Is agarwood from Assam legal to buy?
Yes, provided it comes from a legal plantation source. Wild Aquilaria malaccensis is listed on CITES Appendix II, which restricts international trade in wild-harvested trees and requires documentation. However, agarwood from registered plantations in Assam — which is the source for almost all commercially available Indian oud today — is legal to produce and sell domestically. Hojai district has an established plantation culture and a traceable supply chain. When AuraGlow sources from Hojai, we source from plantation-grown material with documentation, not from forest extraction.
How does oud behave in a candle compared to perfume?
The difference is in how heat volatilises aromatic molecules. In perfume applied to skin, body warmth acts as a gentle, sustained diffuser — the lighter top-note molecules volatilise first, followed progressively by the heavier base compounds. In a candle, the heat from the flame is more intense and localised.

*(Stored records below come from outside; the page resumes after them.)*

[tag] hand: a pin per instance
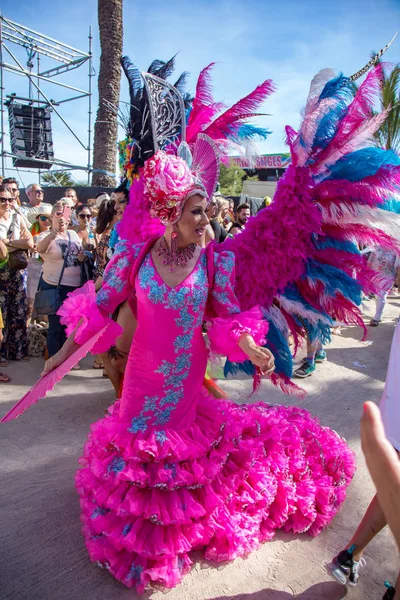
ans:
(61, 225)
(82, 257)
(262, 358)
(383, 464)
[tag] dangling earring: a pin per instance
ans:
(174, 243)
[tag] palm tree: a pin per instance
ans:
(388, 135)
(61, 178)
(109, 82)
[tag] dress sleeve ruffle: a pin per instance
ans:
(224, 333)
(80, 310)
(116, 287)
(230, 322)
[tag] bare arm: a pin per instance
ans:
(44, 244)
(259, 356)
(3, 251)
(25, 242)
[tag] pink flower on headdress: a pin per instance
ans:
(167, 182)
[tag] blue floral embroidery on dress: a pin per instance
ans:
(139, 423)
(146, 274)
(182, 362)
(150, 403)
(126, 530)
(116, 465)
(121, 248)
(115, 282)
(99, 512)
(175, 380)
(123, 262)
(171, 467)
(186, 320)
(156, 293)
(161, 436)
(183, 342)
(165, 368)
(163, 416)
(191, 304)
(102, 296)
(177, 298)
(172, 397)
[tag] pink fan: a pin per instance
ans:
(205, 163)
(47, 383)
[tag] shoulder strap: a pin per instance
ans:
(65, 260)
(210, 266)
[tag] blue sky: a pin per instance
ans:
(250, 40)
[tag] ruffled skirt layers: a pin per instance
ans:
(226, 484)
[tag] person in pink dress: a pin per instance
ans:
(171, 469)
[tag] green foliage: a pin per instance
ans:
(231, 179)
(61, 178)
(388, 135)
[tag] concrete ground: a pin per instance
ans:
(43, 556)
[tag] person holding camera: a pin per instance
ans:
(18, 240)
(61, 252)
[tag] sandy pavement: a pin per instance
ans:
(43, 556)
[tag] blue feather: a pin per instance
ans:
(320, 331)
(325, 242)
(391, 205)
(250, 132)
(335, 280)
(338, 86)
(362, 163)
(328, 125)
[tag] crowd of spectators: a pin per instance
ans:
(46, 251)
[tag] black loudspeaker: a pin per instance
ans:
(30, 135)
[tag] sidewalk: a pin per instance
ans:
(42, 550)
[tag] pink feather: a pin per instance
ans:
(137, 225)
(241, 110)
(204, 109)
(48, 381)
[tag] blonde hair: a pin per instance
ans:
(59, 205)
(221, 203)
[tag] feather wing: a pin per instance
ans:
(300, 254)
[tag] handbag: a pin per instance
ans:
(47, 302)
(18, 259)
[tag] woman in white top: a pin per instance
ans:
(40, 226)
(15, 235)
(58, 246)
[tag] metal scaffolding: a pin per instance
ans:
(63, 59)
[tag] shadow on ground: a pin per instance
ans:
(320, 591)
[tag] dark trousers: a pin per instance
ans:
(56, 335)
(13, 307)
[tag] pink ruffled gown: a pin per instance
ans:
(171, 469)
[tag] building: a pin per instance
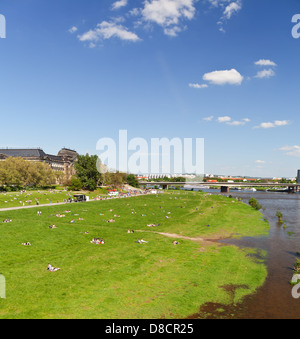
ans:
(62, 162)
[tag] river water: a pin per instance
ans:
(274, 299)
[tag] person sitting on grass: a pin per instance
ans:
(52, 269)
(97, 241)
(141, 241)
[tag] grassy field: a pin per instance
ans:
(29, 198)
(123, 279)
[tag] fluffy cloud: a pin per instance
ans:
(198, 86)
(224, 119)
(232, 8)
(119, 4)
(293, 151)
(266, 73)
(231, 77)
(228, 121)
(208, 118)
(264, 62)
(238, 123)
(73, 29)
(277, 123)
(107, 30)
(168, 13)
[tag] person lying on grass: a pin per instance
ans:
(97, 241)
(141, 241)
(52, 269)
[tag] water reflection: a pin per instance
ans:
(273, 300)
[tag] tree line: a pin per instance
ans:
(17, 172)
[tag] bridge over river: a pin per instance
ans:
(224, 186)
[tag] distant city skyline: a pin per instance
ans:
(223, 70)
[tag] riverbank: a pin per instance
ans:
(122, 278)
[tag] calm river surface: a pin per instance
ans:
(274, 299)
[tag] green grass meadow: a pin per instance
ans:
(123, 279)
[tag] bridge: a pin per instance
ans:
(225, 186)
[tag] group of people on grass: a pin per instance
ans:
(97, 241)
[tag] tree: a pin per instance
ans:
(19, 172)
(76, 184)
(132, 181)
(86, 171)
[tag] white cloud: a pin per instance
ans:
(119, 4)
(107, 30)
(231, 77)
(224, 119)
(168, 13)
(73, 29)
(277, 123)
(293, 151)
(264, 62)
(232, 8)
(198, 86)
(266, 73)
(208, 118)
(238, 123)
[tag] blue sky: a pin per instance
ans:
(72, 72)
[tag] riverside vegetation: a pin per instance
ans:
(122, 278)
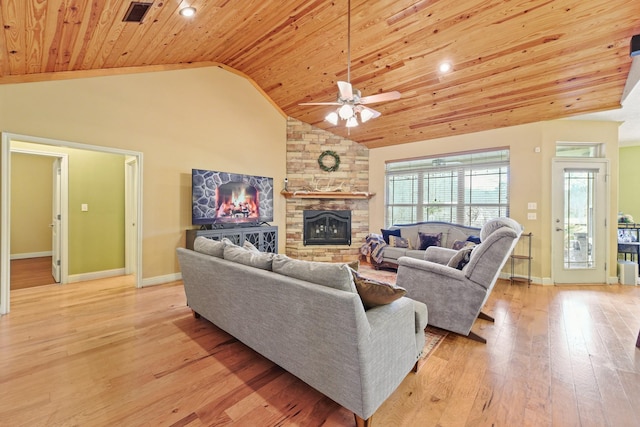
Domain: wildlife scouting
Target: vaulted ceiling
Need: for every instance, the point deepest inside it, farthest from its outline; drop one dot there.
(514, 62)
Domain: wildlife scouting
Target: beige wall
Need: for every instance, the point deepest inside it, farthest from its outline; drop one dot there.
(31, 204)
(630, 182)
(530, 175)
(197, 118)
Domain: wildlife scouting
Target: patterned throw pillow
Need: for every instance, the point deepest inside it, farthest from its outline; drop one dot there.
(398, 242)
(387, 233)
(374, 292)
(461, 258)
(428, 239)
(458, 244)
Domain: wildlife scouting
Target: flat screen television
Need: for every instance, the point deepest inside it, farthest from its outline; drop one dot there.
(230, 198)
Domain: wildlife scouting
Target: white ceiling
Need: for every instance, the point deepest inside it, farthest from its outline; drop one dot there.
(629, 113)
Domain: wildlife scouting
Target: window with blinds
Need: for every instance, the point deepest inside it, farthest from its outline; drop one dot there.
(467, 188)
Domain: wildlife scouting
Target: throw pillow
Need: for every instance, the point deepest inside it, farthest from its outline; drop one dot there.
(398, 242)
(474, 239)
(261, 260)
(374, 292)
(208, 246)
(429, 239)
(228, 241)
(461, 258)
(387, 233)
(458, 244)
(249, 246)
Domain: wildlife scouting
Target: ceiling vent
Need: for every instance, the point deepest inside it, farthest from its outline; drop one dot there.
(136, 11)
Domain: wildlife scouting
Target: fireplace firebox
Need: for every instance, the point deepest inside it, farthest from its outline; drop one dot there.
(326, 227)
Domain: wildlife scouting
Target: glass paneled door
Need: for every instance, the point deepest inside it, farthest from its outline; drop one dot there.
(579, 221)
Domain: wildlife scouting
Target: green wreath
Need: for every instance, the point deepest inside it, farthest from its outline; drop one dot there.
(332, 166)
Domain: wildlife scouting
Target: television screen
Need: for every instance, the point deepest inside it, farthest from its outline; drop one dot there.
(222, 197)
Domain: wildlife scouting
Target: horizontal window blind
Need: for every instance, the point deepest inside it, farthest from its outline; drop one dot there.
(467, 188)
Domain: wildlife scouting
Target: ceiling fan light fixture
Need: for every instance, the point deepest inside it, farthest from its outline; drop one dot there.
(346, 112)
(445, 67)
(352, 122)
(332, 118)
(365, 115)
(188, 12)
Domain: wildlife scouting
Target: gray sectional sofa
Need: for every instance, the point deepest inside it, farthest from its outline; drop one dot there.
(384, 253)
(308, 318)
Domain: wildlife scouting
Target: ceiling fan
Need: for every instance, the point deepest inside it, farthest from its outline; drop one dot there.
(350, 100)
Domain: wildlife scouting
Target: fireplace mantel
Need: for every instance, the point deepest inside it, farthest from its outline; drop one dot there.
(327, 194)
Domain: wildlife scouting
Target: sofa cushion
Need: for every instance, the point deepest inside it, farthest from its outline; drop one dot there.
(387, 233)
(429, 239)
(209, 247)
(374, 292)
(337, 276)
(415, 253)
(411, 234)
(398, 242)
(261, 260)
(461, 258)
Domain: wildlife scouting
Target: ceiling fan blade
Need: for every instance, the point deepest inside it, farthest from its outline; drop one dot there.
(380, 97)
(320, 103)
(346, 90)
(367, 113)
(375, 112)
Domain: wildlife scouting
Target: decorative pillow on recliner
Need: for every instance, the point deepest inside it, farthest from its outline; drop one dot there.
(387, 233)
(460, 259)
(474, 239)
(374, 292)
(398, 242)
(428, 239)
(208, 246)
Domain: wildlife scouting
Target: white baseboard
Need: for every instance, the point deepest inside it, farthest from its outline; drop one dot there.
(161, 280)
(31, 255)
(73, 278)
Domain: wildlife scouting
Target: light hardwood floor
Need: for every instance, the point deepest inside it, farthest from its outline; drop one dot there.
(103, 353)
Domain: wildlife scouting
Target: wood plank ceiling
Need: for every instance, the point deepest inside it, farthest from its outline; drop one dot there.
(514, 62)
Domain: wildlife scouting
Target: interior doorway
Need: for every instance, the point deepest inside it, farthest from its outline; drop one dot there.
(579, 238)
(59, 222)
(5, 218)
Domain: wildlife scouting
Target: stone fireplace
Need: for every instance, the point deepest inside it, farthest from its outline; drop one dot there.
(305, 144)
(326, 227)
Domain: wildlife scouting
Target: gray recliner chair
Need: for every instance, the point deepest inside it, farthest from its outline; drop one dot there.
(455, 289)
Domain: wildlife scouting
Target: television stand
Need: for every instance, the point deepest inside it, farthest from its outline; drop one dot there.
(265, 238)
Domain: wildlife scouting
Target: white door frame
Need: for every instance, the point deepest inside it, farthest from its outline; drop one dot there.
(5, 208)
(131, 195)
(602, 223)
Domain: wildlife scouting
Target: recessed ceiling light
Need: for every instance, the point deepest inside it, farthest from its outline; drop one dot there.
(188, 11)
(445, 67)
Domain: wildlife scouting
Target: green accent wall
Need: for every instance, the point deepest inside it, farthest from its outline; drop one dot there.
(96, 237)
(629, 201)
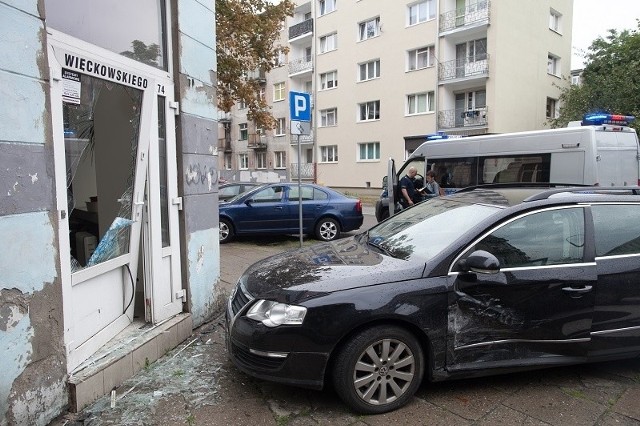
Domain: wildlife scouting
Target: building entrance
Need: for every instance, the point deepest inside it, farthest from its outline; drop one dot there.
(116, 193)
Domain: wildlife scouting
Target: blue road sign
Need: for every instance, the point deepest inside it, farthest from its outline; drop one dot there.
(300, 106)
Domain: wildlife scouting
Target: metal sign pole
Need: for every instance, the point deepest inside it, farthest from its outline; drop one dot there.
(299, 193)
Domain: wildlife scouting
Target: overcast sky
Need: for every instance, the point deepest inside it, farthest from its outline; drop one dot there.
(592, 18)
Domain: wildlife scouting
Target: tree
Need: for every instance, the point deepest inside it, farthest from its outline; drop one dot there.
(610, 80)
(246, 33)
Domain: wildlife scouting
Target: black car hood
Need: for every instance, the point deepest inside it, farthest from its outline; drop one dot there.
(323, 268)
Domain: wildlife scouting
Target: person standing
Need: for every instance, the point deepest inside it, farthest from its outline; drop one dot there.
(409, 195)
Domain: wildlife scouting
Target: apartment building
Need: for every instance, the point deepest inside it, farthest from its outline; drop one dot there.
(383, 75)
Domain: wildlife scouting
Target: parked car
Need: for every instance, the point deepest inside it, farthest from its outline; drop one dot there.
(485, 281)
(227, 191)
(274, 209)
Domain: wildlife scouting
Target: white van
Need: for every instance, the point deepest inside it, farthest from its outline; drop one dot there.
(600, 150)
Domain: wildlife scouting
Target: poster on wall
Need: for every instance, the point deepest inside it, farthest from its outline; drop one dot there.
(70, 86)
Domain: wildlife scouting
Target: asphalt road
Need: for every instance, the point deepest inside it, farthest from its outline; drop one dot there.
(196, 384)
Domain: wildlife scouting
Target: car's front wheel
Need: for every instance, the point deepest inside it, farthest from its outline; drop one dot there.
(226, 231)
(379, 369)
(327, 229)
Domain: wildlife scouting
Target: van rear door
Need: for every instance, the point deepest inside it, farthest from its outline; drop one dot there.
(618, 160)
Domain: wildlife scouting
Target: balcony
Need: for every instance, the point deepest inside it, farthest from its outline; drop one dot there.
(224, 144)
(462, 119)
(464, 69)
(307, 171)
(257, 141)
(304, 28)
(472, 16)
(300, 66)
(304, 139)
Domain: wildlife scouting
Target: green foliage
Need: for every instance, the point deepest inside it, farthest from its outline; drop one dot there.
(610, 79)
(143, 53)
(247, 32)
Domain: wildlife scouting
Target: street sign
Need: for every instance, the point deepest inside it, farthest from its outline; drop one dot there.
(300, 128)
(300, 106)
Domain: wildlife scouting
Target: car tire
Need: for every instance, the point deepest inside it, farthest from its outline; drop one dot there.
(226, 231)
(327, 229)
(360, 380)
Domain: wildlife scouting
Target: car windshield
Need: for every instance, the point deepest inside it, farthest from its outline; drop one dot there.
(427, 228)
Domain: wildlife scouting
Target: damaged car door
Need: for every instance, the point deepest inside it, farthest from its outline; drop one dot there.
(522, 294)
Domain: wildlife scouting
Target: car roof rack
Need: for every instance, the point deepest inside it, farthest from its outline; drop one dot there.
(603, 190)
(533, 185)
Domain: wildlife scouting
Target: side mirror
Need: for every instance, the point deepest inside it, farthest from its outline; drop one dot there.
(480, 262)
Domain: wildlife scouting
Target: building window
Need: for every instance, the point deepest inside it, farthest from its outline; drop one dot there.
(328, 80)
(281, 126)
(553, 65)
(422, 57)
(243, 161)
(328, 43)
(280, 158)
(327, 6)
(261, 160)
(328, 117)
(555, 19)
(369, 29)
(369, 70)
(552, 108)
(420, 103)
(329, 153)
(278, 92)
(421, 12)
(369, 151)
(244, 131)
(477, 50)
(369, 111)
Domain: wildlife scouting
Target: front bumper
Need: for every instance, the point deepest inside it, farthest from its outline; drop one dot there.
(269, 353)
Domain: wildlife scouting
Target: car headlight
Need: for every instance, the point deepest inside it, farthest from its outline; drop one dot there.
(273, 314)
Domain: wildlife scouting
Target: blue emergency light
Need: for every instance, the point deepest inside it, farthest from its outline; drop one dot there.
(601, 118)
(437, 136)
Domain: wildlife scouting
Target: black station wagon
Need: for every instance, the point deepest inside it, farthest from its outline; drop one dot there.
(489, 280)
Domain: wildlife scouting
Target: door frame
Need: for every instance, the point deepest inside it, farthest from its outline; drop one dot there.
(147, 79)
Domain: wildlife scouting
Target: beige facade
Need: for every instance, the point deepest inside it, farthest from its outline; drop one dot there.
(384, 74)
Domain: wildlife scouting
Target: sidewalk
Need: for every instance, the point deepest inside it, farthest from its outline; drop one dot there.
(195, 384)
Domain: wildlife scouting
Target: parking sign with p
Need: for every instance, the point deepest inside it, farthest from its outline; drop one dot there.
(300, 106)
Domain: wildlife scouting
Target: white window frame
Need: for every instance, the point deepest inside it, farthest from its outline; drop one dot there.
(420, 12)
(369, 29)
(243, 161)
(420, 58)
(329, 80)
(416, 100)
(280, 159)
(261, 160)
(368, 147)
(281, 126)
(371, 69)
(278, 91)
(553, 65)
(368, 109)
(329, 117)
(553, 103)
(329, 42)
(555, 21)
(326, 6)
(329, 154)
(243, 131)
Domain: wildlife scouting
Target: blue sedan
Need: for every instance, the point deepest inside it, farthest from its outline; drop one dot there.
(273, 209)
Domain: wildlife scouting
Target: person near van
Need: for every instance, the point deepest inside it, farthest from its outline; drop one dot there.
(432, 189)
(409, 194)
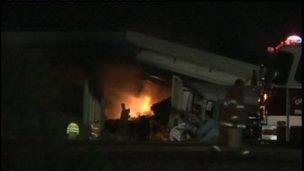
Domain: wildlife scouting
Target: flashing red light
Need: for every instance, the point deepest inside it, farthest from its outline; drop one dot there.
(292, 40)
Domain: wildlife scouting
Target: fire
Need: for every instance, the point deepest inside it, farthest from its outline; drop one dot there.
(122, 83)
(139, 106)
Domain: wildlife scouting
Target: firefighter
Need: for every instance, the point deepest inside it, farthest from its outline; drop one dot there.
(123, 129)
(233, 117)
(95, 129)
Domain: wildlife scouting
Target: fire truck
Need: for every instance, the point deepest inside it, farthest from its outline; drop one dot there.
(280, 101)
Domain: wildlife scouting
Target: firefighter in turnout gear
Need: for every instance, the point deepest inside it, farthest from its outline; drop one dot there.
(95, 130)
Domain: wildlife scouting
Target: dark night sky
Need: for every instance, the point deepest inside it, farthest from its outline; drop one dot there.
(234, 29)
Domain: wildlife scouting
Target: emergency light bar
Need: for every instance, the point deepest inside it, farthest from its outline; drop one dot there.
(291, 40)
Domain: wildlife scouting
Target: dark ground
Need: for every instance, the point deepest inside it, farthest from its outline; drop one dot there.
(142, 156)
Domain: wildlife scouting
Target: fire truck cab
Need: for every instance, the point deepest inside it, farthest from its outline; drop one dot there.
(280, 103)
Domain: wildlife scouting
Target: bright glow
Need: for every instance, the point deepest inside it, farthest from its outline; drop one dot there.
(73, 128)
(265, 96)
(139, 105)
(270, 49)
(294, 39)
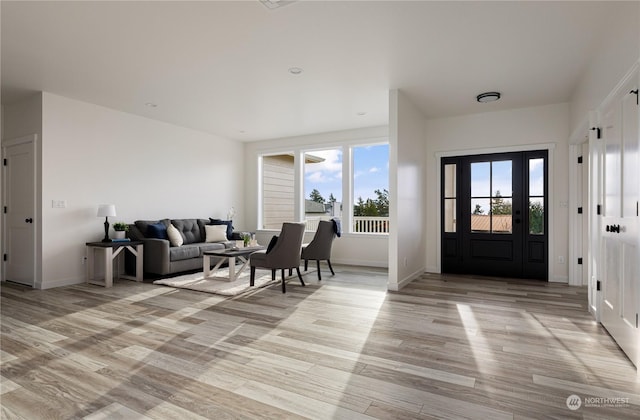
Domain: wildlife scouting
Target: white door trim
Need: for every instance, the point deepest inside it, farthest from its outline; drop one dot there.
(549, 147)
(33, 139)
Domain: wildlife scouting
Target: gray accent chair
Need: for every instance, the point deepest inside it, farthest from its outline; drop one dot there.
(320, 247)
(285, 254)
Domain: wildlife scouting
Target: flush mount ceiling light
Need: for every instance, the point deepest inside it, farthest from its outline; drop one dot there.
(274, 4)
(488, 97)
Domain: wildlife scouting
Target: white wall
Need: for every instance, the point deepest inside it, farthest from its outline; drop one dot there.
(502, 131)
(148, 169)
(352, 249)
(407, 165)
(613, 55)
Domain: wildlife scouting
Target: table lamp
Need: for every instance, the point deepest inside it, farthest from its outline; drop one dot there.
(106, 210)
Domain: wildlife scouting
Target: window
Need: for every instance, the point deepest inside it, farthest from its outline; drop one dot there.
(349, 181)
(278, 195)
(370, 188)
(322, 186)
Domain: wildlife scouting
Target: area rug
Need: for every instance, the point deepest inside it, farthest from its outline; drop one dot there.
(216, 283)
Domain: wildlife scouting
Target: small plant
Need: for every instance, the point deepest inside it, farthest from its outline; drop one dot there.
(121, 226)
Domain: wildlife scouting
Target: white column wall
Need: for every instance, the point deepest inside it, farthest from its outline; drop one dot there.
(150, 170)
(407, 241)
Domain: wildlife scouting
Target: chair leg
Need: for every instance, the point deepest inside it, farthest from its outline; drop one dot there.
(300, 276)
(331, 268)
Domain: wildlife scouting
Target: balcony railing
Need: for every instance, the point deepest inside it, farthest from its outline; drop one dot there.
(361, 224)
(377, 224)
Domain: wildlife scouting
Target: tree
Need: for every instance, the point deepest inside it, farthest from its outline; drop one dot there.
(536, 218)
(316, 196)
(499, 206)
(382, 203)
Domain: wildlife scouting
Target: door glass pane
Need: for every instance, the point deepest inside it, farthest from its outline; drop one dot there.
(501, 178)
(480, 217)
(450, 180)
(536, 177)
(450, 215)
(536, 216)
(501, 215)
(480, 180)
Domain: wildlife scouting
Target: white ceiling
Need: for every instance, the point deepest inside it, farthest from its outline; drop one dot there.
(222, 67)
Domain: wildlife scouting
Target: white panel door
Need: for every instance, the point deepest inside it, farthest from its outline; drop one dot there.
(19, 201)
(620, 239)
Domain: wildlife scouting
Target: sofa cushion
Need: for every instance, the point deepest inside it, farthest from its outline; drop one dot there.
(189, 229)
(228, 223)
(216, 233)
(175, 237)
(142, 225)
(157, 230)
(177, 253)
(212, 246)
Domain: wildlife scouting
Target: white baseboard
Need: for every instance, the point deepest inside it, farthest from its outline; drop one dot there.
(559, 279)
(362, 263)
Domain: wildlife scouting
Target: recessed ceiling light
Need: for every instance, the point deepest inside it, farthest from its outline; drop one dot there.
(274, 4)
(488, 97)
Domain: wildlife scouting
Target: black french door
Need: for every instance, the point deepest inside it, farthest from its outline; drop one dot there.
(494, 218)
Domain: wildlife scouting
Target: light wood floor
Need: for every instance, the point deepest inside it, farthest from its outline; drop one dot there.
(443, 347)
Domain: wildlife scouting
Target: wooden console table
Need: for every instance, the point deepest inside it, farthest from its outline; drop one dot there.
(110, 250)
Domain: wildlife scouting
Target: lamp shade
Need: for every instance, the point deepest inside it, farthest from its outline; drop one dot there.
(106, 210)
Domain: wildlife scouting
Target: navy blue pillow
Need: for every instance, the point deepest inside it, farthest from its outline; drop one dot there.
(229, 224)
(157, 230)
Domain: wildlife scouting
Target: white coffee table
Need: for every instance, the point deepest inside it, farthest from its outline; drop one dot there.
(230, 255)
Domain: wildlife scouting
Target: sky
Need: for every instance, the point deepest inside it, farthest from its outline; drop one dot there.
(482, 182)
(371, 172)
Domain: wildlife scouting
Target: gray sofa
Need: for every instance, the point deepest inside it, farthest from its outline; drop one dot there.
(160, 258)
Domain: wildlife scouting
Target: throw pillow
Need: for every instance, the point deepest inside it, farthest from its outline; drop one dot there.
(272, 243)
(157, 231)
(175, 237)
(215, 233)
(228, 223)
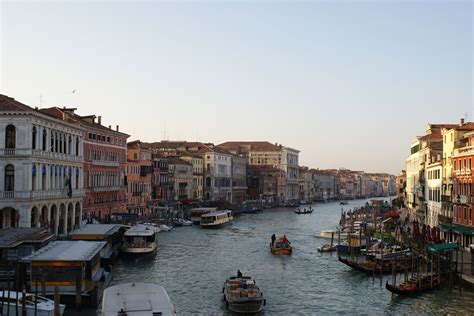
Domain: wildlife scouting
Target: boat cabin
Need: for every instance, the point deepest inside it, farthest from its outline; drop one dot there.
(16, 243)
(73, 266)
(216, 219)
(112, 234)
(196, 213)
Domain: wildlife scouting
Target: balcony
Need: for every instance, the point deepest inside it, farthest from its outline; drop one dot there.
(38, 153)
(39, 195)
(445, 198)
(106, 189)
(105, 163)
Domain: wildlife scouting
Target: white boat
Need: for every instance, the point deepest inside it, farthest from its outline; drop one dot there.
(216, 219)
(140, 240)
(165, 228)
(44, 306)
(137, 299)
(332, 232)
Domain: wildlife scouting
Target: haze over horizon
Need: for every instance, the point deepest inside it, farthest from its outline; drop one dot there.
(349, 84)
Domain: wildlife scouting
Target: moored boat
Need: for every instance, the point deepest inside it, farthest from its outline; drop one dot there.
(281, 246)
(196, 213)
(44, 306)
(139, 240)
(242, 295)
(137, 299)
(216, 219)
(416, 284)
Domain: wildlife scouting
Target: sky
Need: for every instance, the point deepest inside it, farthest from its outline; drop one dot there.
(348, 83)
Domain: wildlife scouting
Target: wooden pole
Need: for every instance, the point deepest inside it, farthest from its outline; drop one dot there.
(57, 309)
(36, 290)
(78, 292)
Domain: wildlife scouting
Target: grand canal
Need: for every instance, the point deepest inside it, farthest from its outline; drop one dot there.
(193, 263)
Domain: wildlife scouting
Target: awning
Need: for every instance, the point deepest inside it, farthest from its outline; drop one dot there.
(458, 229)
(443, 247)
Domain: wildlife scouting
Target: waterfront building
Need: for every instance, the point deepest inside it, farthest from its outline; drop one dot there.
(432, 175)
(105, 159)
(160, 179)
(452, 135)
(266, 153)
(41, 173)
(307, 185)
(327, 184)
(463, 197)
(217, 165)
(265, 182)
(139, 175)
(401, 185)
(239, 179)
(198, 174)
(181, 179)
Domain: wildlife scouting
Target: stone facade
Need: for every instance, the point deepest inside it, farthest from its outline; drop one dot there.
(41, 173)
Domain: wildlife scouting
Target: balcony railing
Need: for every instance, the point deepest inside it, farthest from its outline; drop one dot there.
(38, 153)
(105, 163)
(39, 195)
(106, 189)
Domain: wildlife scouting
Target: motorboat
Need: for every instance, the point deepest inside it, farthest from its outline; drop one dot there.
(332, 233)
(280, 247)
(140, 299)
(242, 295)
(305, 211)
(165, 228)
(216, 219)
(140, 240)
(327, 248)
(44, 306)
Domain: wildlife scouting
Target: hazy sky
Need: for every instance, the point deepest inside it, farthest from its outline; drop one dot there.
(348, 83)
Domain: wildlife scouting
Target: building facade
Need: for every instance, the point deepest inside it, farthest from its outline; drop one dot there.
(41, 173)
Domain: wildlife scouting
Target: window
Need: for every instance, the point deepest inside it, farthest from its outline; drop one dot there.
(10, 137)
(9, 178)
(44, 139)
(33, 138)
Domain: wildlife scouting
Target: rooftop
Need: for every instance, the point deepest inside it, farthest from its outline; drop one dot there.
(96, 229)
(12, 237)
(67, 250)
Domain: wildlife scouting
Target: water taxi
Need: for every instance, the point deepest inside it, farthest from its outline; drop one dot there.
(137, 299)
(216, 219)
(34, 305)
(280, 247)
(139, 240)
(242, 295)
(196, 213)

The top-note molecules in oud — the smoky, leathery opening compounds — appear faster and more prominently than they would from skin. The heavier base molecules, being less immediately volatile, persist longest as the lighter compounds burn off. The result is that a burning oud candle moves through its fragrance arc faster than oud on skin does, but the base-note character — the deep wood and resinous sweetness — holds longer than almost any other aromatic.